Depuis un moment je suis avec un suisse, on discute de tout et de rien. A un moment, en descendant, ma cheville reste coincée en arrière, mais ouf, elle se se dégage avant qu'il n'y ait du dégât. il m'explique alors ce qu'il a vécu:
il y a 6 ans (en 2005) il part courir en foret, son pied reste coincés dans un trou, et son corps continue a avancer, crac, le genou plie à l'envers! il est seul, pas de téléphone, il vas jusqu'a sa voiture sur une patte (et en morflant), puis il rentre chez lui en voiture, en s'aider des mains pour débrayer (olé !)
son toubib, lui dit "c mort, il faut tout ouvrir, tout opérer, puis on verra comment vous faire marcher", pas convaincu, il part voir un autre toubib: a prori pas besoin d'opérer, par contre, votre genou est très faible (croisé ko je crois) il faut muscler les cuisses pour qu'elles tiennent le genou. bilan, 4 marathon plus tard, il en est à son 5eme grand raid, respect !!!!! un grand coup de chapeau car ces 5 années n'ont pas du être faciles tous les jours.

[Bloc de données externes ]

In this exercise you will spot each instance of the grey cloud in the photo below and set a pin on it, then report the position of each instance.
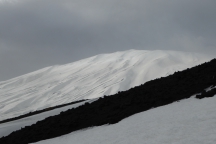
(39, 33)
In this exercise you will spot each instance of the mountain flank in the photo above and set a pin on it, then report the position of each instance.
(114, 108)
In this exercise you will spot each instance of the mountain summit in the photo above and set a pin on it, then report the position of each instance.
(100, 75)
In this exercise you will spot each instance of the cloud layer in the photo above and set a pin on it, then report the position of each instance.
(39, 33)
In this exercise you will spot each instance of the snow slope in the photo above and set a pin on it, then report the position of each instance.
(190, 121)
(9, 127)
(93, 77)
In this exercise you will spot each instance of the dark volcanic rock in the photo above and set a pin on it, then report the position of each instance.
(112, 109)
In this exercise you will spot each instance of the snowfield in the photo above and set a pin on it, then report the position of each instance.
(93, 77)
(190, 121)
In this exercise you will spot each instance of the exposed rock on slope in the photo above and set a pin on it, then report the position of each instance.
(89, 78)
(112, 109)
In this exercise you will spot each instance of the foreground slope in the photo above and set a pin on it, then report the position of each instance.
(113, 109)
(89, 78)
(189, 121)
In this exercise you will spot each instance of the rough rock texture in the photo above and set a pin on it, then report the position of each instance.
(112, 109)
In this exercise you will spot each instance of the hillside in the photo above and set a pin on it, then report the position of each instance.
(112, 109)
(93, 77)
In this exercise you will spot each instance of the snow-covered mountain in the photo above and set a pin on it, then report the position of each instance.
(190, 121)
(93, 77)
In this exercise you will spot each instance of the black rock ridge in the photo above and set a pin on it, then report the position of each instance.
(112, 109)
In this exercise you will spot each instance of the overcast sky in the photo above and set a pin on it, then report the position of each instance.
(39, 33)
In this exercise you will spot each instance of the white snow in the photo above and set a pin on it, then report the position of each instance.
(7, 128)
(93, 77)
(190, 121)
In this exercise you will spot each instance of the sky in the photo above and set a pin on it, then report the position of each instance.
(38, 33)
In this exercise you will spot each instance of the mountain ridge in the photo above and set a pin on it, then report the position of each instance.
(93, 77)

il me dit que l'an dernier il avait fini en 50heures et que la il est plus rapide, sur une base de 48.
humm, 48, c'est pas bon, faut j'accélère un peu.

À la fin de la grande descente, on tombe sur la route, sa copine l'attend, je file.
sur la route, je suis bien, je relance la machine, mais tout seul: en fait, et c'est plutôt étonnant, le profil du raideur est plutôt un randonneur +++ (du moins dans le groupe ou j'étais) qu'un coureur: je suis le seul à courir, les autres marchent.


13km de route, je vais gagner plein de temps et dépasser plein de monde.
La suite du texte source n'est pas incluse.